La tradizione culinaria di Santa Maria di Leuca
Una specialità da provare è la “taieddha”, piatto a base di pasta fresca cotta con pomodori, zucchine, cozze e cipolla. La cucina lucana utilizza ampiamente anche pesce e frutti di mare: imperdibili le linguine ai ricci di mare, la zuppa di pesce e le frittelle di alghe.
Da provare anche la carne cotta alla pignata, la tipica pentola di terracotta, e la pitta, una gustosa focaccia di patate ripiena di verdure, olive nere, pomodori e cipolla. Immancabili, in fine, come in tutto il Salento, gli squisiti pasticciotti, dolci a base di pastafrolla ripieni di crema.
L’equipaggiamento adatto
La preparazione per un viaggio in bicicletta presuppone un’attenta preparazione di tutti gli strumenti, gli accessori e l’abbigliamento indispensabili a chiunque voglia affrontare l’esperienza del cicloturismo.
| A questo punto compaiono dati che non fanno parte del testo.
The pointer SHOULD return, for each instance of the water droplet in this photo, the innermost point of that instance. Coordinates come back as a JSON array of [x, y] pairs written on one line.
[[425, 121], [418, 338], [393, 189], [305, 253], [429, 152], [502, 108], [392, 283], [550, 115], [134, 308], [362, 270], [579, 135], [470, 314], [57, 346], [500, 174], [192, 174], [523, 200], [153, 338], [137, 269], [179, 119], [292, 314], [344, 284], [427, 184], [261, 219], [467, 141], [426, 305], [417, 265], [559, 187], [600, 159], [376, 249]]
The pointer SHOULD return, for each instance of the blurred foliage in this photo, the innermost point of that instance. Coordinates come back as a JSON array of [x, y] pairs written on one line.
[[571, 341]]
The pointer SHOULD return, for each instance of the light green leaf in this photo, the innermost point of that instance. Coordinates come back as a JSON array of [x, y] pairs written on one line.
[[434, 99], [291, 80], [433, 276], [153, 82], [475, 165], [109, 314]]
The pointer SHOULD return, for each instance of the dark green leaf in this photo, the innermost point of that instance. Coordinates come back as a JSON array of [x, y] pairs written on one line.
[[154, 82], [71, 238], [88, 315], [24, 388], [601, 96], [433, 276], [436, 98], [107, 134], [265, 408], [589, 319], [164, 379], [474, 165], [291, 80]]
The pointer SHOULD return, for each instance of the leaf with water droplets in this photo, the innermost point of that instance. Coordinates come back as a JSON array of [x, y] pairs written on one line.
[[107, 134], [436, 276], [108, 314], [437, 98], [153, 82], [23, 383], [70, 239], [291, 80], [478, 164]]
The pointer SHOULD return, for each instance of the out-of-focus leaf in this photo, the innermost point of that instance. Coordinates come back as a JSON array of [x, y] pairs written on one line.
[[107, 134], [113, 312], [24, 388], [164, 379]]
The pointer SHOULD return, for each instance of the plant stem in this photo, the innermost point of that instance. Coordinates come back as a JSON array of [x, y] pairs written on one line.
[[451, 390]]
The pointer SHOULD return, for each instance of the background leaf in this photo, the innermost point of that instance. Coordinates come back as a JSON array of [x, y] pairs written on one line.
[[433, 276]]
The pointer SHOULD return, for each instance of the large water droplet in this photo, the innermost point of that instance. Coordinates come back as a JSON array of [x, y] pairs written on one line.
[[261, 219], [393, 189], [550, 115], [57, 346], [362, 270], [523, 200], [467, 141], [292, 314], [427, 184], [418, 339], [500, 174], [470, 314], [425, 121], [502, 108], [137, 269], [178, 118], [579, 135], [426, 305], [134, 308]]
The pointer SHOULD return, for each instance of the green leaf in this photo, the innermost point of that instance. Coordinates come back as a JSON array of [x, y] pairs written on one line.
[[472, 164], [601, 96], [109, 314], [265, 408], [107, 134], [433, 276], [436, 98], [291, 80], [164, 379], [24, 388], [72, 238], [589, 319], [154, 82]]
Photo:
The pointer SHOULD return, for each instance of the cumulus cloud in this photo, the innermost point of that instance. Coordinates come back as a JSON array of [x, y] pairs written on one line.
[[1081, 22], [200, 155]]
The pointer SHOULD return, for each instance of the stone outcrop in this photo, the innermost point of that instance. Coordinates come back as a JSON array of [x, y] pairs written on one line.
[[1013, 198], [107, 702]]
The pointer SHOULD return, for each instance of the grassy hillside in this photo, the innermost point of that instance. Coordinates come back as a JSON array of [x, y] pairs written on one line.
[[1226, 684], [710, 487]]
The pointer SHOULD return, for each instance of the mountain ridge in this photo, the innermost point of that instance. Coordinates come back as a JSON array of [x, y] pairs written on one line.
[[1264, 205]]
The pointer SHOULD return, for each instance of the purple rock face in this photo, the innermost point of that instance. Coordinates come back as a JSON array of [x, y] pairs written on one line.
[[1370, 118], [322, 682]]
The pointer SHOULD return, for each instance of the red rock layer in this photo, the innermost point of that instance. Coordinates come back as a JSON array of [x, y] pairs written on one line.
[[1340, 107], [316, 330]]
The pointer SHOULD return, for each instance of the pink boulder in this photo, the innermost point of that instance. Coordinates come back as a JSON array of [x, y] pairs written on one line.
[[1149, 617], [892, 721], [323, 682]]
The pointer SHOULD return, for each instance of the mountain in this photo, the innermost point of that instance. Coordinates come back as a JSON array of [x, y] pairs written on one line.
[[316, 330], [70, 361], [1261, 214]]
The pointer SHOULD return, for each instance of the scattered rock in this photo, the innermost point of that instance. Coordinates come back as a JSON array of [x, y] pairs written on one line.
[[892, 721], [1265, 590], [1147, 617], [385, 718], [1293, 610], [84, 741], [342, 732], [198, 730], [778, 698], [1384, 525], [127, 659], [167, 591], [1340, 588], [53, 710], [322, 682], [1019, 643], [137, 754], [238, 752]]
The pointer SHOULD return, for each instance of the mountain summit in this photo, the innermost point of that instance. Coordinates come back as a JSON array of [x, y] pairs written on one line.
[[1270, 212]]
A partire da una buona bicicletta, i cui requisiti fondamentali sono l’affidabilità, il comfort e la capacità di trasportare carichi pesanti in relazione a lunghe distanze da percorrere. Le tipologie di bicicletta da viaggio sono numerose, e la scelta deve essere determinata anche in base al tipo di strada che sarà chiamata a percorrere: asfalto o sterrato. In questo specifico caso, si può andare a scegliere tra alcuni modelli di spicco tra l’offerta di alcune aziende produttrici che sono anche espressione del migliore Made in Italy, come la “Spillo” della Bianchi, la “Hobootleg” della Cinelli, o la “Travel” della Cube.
L’abbigliamento, con la variabile invernale o estiva, deve essere soprattutto comodo, traspirante e resistente, così come le scarpe. Anche gli accessori, come il casco e gli occhiali vanno scelti con cura per la loro comodità e resistenza, senza escludere accessori anti vento o anti pioggia se impiegati nella stagione autunnale o invernale, ma non solo.
Le migliori tecnologie, quindi, sono quelle che caratterizzano capi estremamente traspiranti e freschi per i periodi caldi, o i capi climacool, progettati per favorire al massimo l’evaporazione del sudore. Le scarpe, invece, devono essere tendenzialmente impermeabili anche se adeguatamente traspiranti.